The grass is always greener!
I suspect that if you remain calm, continue to let her know you love her and she is welcome anytime then she will be back pretty quickly.
Wouldn't be surprised if her Dad is not sending her back once he's worked out what actually parenting her involves!
Not quite sure I follow his logic as far as the legal situation goes. Surely as the parent who has cared for her all these years you have more rights not less. Just because he has seen less of her over the years doesn't mean he can suddenly 'make up' for that lost time by keeping her against your wishes.
Don't let him take her stuff. Hopefully she will work out who really values her.

zzzzz Mon 28-Oct-13 15:03:49

Pack a suitcase for her. Her things stay in her bedroom for when she comes home. If she needs anything else (ie girly roomy stuff). He will have to buy it for her for his house. Presumably she has things at his anyway?

As far as getting her to come back. Tell her you miss her and she can come home whenever she wants.

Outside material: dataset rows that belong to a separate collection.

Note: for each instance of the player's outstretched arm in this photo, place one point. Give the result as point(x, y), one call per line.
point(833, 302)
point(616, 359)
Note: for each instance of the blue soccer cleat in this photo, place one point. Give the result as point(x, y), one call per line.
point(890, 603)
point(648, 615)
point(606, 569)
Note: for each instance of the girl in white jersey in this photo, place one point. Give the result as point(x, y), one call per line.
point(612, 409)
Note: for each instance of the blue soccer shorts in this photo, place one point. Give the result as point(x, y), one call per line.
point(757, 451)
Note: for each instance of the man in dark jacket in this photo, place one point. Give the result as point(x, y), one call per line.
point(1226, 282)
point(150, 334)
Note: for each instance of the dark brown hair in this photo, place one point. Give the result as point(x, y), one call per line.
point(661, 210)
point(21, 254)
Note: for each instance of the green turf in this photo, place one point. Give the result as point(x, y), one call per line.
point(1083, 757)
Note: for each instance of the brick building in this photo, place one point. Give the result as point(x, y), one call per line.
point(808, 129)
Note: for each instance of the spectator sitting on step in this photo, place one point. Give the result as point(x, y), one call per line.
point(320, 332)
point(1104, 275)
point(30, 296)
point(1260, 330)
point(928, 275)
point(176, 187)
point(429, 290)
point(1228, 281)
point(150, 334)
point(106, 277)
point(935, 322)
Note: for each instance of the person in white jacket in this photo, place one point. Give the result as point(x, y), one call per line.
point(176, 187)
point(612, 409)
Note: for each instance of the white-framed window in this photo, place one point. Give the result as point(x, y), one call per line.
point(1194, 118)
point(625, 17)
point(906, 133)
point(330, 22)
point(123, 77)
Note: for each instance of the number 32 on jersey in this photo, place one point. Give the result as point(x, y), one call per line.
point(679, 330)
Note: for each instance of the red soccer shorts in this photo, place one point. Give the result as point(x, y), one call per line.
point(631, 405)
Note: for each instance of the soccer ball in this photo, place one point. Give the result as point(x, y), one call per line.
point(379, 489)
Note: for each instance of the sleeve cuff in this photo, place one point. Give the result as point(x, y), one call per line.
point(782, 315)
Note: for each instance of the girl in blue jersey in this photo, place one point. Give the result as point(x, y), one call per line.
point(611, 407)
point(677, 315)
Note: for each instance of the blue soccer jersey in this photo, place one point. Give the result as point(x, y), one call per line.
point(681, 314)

Give her time.

BaconFrazzles Mon 28-Oct-13 15:25:11

Thank you everyone!

I've contacted her dad and said she can have a bag full of essentials and to let me know what things she would like me to pack.

I think I'll let her get on with it for a few days, as suggested. Hopefully she will contact me at some point, but I wouldn't be surprised if her father totally poisons her against me.

Branleuse Mon 28-Oct-13 15:28:09

dont give her things to him.

You bought them. If he wants to have her, he can start afresh

bubblebabeuk Mon 28-Oct-13 15:34:13

Following this as my exh and dd 14 keep threatenng the same.

BaconFrazzles Mon 28-Oct-13 19:39:01

It gets worse!

I spoke to my mum this evening, who always undermines me with my kids anyway and never takes my side about anything, and basically DD and my ex have got in there first with her and phoned her today. My mum offered me no support and was just 'Awww poor DD' and seemed to think we are in the wrong for having any boundaries and rules. She always sided with my ex when he was abusing me so looks like this is no different.

CoconutRing Mon 28-Oct-13 19:41:28

Ignore her.

CatelynStark Mon 28-Oct-13 19:46:09

This happened to a friend of mine. She was out of her mind with grief and worry but her child came home after their birthday went unnoticed by the ex. I'm sure your DD will want to come back soon.

LynetteScavo Mon 28-Oct-13 19:51:31

I wouldn't give him her things. He can buy her all new things to have at his house. She will like that. And then all her things will be waiting for when she comes home comes to visit.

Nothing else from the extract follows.